Can the Russians afford to pay it? Obviously Putin has his doubts, for otherwise he would have pushed the button for the magic fortnight already.

As to Putin’s desire to reincorporate Finland into the Russian Empire, it lacks novelty appeal. Stalin already attempted it in the winter of 1939-1940.

Then too his generals were promising a decisive victory within a week, two at the most. After all, they had a 100 to one superiority in tanks, not to mention every other conceivable rubric.

Stalin magnanimously let them take a month, after which all of Finland would again belong to Russia. Instead the war took four months and cost the Russians half a million dead (against 20,000 Finns).

They succeeded in grabbing merely 11 per cent of Finland’s territory, but lost something much more significant. Instead of having as its neighbour a neutral, if generally disgruntled, Finland, Stalin got an implacable enemy.

Finland declared war on the Soviet Union on 25 June, 1941, three days after the German attack. It was largely thanks to the Finnish troops that the Germans managed to close the loop of siege around Leningrad, which ended up costing the city 1.5 million lives.

Talk to the Finns today, and you’ll get the impression they don’t exactly suffer from historical amnesia. They will fight the Russians as desperately (and expertly) today as they did in 1939.

In those days most of the world took Finland’s side. Russia was summarily expelled from the League of Nations, becoming a pariah state allied with Nazi Germany. Who will be her allies if Putin issues marching orders tomorrow?

It probably doesn’t matter very much whether or not a target of Putin’s potential offensive belongs to NATO. Neither the Ukraine nor Finland belonged to any such alliance way back then, which didn’t prevent them from bloodying Russia severely.

Hence, even if NATO proves to be as craven and impotent as I suspect it will, Putin won’t enjoy a free ride.

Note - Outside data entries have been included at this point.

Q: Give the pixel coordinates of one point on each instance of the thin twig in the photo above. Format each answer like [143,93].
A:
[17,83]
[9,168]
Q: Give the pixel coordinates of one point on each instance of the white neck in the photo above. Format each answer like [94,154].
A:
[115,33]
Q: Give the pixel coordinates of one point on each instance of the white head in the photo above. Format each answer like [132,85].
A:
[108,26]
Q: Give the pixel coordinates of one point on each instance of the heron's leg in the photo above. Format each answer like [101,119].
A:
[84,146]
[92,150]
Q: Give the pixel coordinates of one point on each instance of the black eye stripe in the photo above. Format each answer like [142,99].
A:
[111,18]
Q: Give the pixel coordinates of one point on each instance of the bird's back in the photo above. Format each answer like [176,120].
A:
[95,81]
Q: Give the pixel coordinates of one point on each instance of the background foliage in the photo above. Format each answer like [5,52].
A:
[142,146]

It took the Russians 10 years to shed 15,000 soldiers’ lives and get out of Afghanistan, tail between their legs. The demise of the Soviet Union may have been hastened by that adventure – and, between you and me, the West didn’t even care about Afghanistan all that much.

The same won’t be the case with Finland or for that matter Poland, which was also part of the Russian Empire. Russia will find herself in total isolation, never a good place to be even in the absence of a military conflict.

All things considered, Putin would be well-advised to put his imperial ambitions on hold. Vladimir the First won’t last.